2- Difficulties of subsequent negotiations following the second nuclear agreement: The assumption in Washington indicate that the second nuclear agreement in 2021 will include terms regarding subsequent negotiations addressing Iran’s ballistic missile program and its destabilizing activities in the region. Although it would be hasty to expect the outcomes of those negotiations, Biden will face a major challenge represented in Tehran's severe intransigence under the Raisi’s reign to discuss such issues or to offer any compromises.  

3- The dilemma of confronting the Republicans: Assuming a second nuclear agreement is reached before Raisi assumes his presidency, the implications of this agreement after lifting sanctions on Iran, particularly those related to its nuclear program, will enhance the position of his regime domestically due to an expected economic recovery. This result means that the Biden administration will face severe internal criticism, especially from the Republicans, which will consider the administration to be in support of the hard-line wing in Iran. This will force the administration to adopt an active public relations strategy to defend its stance in concluding the agreement.

4- Escalating tensions: Although the general direction of the Biden administration is focusing on calming tensions with Iran, Raisi's continuation of Iran's policies to destabilize the Middle East, including entrenching its influence in Iraq, Lebanon, Syria and Yemen are likely to escalate  the hostility  between the Washington and Tehran. This tension may intensify, if the administration, under domestic pressure, may be forced to impose further sanctions on the new Iranian President, or doesn’t the lift the sanctions currently in place. While this possibility seems relatively remote, its fulfilment may lead to a crisis between Washington and Tehran, given that the president is the second person in the regime's structure, albeit formally. 
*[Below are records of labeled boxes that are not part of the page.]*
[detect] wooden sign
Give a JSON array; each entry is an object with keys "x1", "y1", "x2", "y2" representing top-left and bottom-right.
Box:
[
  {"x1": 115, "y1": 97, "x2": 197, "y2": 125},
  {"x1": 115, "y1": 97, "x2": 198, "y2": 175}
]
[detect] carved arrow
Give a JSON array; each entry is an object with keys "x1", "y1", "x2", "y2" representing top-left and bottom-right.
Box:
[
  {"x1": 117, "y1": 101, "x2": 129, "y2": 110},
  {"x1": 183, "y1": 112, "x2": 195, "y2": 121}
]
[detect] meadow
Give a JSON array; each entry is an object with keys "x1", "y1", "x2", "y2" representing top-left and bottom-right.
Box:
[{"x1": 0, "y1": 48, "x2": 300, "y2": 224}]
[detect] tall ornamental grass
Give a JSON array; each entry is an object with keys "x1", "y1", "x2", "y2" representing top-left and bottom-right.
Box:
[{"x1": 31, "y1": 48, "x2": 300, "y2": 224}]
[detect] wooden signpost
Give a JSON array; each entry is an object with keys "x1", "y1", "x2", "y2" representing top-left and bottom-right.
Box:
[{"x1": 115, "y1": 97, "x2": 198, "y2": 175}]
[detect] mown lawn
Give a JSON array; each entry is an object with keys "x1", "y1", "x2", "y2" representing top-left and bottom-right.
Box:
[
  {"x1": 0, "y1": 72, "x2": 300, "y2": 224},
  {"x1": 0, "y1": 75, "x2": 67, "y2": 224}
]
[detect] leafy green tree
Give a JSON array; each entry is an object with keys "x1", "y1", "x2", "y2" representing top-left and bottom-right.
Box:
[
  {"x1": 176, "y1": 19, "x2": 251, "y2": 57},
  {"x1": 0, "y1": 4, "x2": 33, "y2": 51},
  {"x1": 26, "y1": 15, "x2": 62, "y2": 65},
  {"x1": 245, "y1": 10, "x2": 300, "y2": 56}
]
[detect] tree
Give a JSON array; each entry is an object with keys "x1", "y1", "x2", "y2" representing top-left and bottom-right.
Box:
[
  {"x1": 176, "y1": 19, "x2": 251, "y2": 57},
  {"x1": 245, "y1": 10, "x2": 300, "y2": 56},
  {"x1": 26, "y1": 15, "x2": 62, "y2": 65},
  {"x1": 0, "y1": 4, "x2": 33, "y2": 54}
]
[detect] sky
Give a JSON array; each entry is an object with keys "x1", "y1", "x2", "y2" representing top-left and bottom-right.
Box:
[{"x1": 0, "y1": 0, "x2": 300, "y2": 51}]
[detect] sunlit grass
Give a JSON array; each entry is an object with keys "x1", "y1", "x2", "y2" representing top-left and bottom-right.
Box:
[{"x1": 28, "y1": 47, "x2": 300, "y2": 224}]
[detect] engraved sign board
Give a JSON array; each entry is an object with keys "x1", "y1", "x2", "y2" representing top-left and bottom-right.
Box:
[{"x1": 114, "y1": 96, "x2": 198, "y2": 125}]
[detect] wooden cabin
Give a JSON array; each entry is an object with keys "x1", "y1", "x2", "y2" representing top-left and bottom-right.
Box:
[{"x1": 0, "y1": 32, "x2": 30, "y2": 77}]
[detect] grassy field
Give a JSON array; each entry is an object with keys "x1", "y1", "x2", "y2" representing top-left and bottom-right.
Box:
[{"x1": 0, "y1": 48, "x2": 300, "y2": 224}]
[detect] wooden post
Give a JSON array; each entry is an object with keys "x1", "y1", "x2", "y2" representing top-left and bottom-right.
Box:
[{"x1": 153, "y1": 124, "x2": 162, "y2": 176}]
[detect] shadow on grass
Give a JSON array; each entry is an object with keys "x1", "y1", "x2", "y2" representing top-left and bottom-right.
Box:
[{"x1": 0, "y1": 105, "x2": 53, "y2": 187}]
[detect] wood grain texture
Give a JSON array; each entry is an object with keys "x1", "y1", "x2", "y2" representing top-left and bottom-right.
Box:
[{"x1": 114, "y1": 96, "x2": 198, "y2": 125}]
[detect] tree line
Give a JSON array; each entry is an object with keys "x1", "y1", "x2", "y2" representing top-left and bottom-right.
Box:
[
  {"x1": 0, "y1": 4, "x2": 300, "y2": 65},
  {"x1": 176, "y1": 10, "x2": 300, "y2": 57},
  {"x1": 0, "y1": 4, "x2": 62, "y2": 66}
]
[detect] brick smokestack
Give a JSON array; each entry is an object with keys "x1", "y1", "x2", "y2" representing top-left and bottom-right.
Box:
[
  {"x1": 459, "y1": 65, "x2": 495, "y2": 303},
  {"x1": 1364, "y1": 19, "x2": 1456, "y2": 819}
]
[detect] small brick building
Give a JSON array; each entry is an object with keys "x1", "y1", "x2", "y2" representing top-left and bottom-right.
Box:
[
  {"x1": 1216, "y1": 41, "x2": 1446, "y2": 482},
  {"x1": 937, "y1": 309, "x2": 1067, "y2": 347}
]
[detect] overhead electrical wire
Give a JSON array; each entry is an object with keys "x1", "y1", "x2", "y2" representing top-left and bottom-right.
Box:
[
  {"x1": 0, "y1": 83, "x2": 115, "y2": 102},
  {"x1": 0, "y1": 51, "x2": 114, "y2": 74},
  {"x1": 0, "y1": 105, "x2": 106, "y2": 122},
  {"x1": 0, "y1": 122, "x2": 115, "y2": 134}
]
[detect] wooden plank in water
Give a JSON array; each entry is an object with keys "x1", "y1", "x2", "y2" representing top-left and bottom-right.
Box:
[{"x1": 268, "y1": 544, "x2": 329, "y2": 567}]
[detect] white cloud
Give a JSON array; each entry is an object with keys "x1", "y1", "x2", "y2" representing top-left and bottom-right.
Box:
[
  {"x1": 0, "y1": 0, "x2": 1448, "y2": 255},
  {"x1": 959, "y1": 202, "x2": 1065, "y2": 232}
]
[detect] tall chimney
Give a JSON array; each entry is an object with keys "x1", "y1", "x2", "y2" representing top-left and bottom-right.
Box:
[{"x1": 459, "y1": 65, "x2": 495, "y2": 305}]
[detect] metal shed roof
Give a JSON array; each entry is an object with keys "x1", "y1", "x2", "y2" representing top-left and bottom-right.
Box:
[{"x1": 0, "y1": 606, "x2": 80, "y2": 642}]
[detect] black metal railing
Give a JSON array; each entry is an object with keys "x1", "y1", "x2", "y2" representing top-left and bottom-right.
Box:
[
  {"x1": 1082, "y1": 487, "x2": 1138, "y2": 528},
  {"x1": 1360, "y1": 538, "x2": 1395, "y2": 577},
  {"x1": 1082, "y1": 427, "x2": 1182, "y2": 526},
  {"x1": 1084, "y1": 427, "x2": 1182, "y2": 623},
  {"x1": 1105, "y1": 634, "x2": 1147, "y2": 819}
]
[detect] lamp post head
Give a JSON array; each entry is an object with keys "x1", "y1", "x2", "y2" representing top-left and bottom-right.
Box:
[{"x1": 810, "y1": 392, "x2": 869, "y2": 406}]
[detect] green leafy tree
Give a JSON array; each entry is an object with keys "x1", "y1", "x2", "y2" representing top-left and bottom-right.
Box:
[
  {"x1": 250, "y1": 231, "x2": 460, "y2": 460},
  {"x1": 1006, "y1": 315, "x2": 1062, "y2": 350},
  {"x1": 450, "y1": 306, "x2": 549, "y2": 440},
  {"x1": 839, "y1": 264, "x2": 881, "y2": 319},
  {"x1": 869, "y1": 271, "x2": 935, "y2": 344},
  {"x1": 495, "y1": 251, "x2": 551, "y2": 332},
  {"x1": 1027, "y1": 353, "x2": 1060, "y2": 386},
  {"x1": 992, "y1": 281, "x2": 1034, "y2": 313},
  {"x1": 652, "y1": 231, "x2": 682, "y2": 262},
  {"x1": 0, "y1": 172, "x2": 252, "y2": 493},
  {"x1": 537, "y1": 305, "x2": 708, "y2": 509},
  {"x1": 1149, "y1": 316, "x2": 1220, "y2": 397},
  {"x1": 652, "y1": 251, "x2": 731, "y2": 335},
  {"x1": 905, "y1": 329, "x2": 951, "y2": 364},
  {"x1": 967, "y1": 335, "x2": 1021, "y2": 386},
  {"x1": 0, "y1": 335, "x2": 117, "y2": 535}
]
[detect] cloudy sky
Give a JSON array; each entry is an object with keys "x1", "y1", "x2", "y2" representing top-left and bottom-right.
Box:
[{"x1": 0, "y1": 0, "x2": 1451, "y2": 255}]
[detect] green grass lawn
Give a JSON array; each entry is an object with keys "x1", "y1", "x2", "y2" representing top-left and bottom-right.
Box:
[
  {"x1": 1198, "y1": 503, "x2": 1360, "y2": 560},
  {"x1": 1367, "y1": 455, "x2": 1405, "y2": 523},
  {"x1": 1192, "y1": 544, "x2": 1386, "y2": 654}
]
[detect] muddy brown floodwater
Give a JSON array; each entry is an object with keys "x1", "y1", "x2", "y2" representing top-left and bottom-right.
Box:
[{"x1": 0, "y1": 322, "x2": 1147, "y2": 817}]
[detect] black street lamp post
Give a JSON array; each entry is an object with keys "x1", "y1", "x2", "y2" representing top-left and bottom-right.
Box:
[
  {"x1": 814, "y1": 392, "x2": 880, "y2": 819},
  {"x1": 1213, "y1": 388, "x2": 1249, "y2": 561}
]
5- Washington’s options: US think tanks indicate that the Biden administration does not have a clear strategy in dealing with Iran. However, it has one main goal, which is to return to the nuclear agreement to restrict Iran's nuclear program, and preventing it from acquiring a nuclear weapon, which may lead to a regional nuclear arms race. However, achieving such goal does not mean a change in Iran's behavior in other aspects, whether its regional policy or its rapprochement with China, which has become the prominent threat according to US national security. 

Hence, Raisi’s victory, even with a new nuclear agreement, means that the rest of the contentious issues between Washington and Tehran will continue. The complexities of such issues will put the Biden administration in a real predicament. In light of the administration’s desire to de-escalate conflicts in the Middle East and to focus on confronting China, Iran’s position under the control of the hard-liners will obstruct any chances of Washington’s success in bringing about an appeasing regional change. Thus, the US factor will be less influential. 

In conclusion, although the results of the Iranian elections will have major internal repercussions, particularly the decline of the reformist trend, the most significant repercussions of the results of those elections may be seen in the file of US-Iranian relations, which is likely to witness intensified tensions. This is also likely to lead to a crisis in relations, if Washington imposes new sanctions on Ebrahim Raisi. Finally, Raisi's rise to power will confirm Washington's limited ability to calm regional issues relevant to Iran in light of the hard-liners' domination of Tehran.